Closed ianporada closed 10 months ago
Got it. How are you getting the dict format for the conll-u file? I'm wondering if there's an easier way than putting back the method that goes from dicts to lists, such as perhaps a method that goes directly from the Document
object to a list. However, it's also easy to make sure this still works:
import json
import stanza
from stanza.utils.conll import CoNLL
pipe = stanza.Pipeline("en", processors="tokenize,pos,lemma,depparse")
doc = pipe("This is a test")
stuff = CoNLL.convert_dict(doc.to_dict())
out = json.dumps(stuff, indent=2)
print(out)
[
[
[
"1",
"This",
"this",
"PRON",
"DT",
"Number=Sing|PronType=Dem",
"4",
"nsubj",
"_",
"start_char=0|end_char=4"
],
[
"2",
"is",
"be",
"AUX",
"VBZ",
"Mood=Ind|Number=Sing|Person=3|Tense=Pres|VerbForm=Fin",
"4",
"cop",
"_",
"start_char=5|end_char=7"
],
[
"3",
"a",
"a",
"DET",
"DT",
"Definite=Ind|PronType=Art",
"4",
"det",
"_",
"start_char=8|end_char=9"
],
[
"4",
"test",
"test",
"NOUN",
"NN",
"Number=Sing",
"0",
"root",
"_",
"SpaceAfter=No|start_char=10|end_char=14"
]
]
]
Yeah I am reading the data from a conll-u file:
from stanza.utils.conll import CoNLL
doc = CoNLL.conll2doc(conllu_fname)
doc_as_list = CoNLL.convert_dict(doc.to_dict())
The CoNLL-2012 shared task format stores coreference information in the MISC column using simple round brackets e.g.
1 John _ _ _ _ 0 _ _ (0
2 Bauer _ _ _ _ 1 _ _ 0)
3 works _ _ _ _ 2 _ _ _
4 at _ _ _ _ 3 _ _ _
5 Stanford _ _ _ _ 4 _ _ (1)
6 . _ _ _ _ 5 _ _ _
1 He _ _ _ _ 0 _ _ (0)
2 has _ _ _ _ 1 _ _ _
3 been _ _ _ _ 2 _ _ _
4 there _ _ _ _ 3 _ _ (1)
5 4 _ _ _ _ 4 _ _ _
6 years _ _ _ _ 5 _ _ _
Got it.
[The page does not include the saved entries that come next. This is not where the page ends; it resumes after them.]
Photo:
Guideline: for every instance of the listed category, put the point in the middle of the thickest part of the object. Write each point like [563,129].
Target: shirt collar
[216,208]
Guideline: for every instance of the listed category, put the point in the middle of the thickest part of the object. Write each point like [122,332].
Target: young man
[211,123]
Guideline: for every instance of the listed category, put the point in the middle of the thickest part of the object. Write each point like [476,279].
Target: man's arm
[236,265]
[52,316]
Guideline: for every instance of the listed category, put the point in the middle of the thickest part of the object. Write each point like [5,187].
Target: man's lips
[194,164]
Some part of me wants to change the interface so that the to_dict()
isn't necessary, but I guess that's creating work for no reason
I noticed the following note in the docs.
I still use convert_dict sometimes because libraries for parsing coreference resolution data from conll files in the CoNLL-2012 Shared Task format, for example using
conll_transform.compute_chains
in boberle/corefconversion, often require accessing the conll data as List[List[List]]. Some datasets as recent as 2020/2021 use this format. That being said I am not sure if this is a use case worth incentivizing, but maybe it would make sense to have some way to convert CoNLL-2012 coreference format into the Stanza format.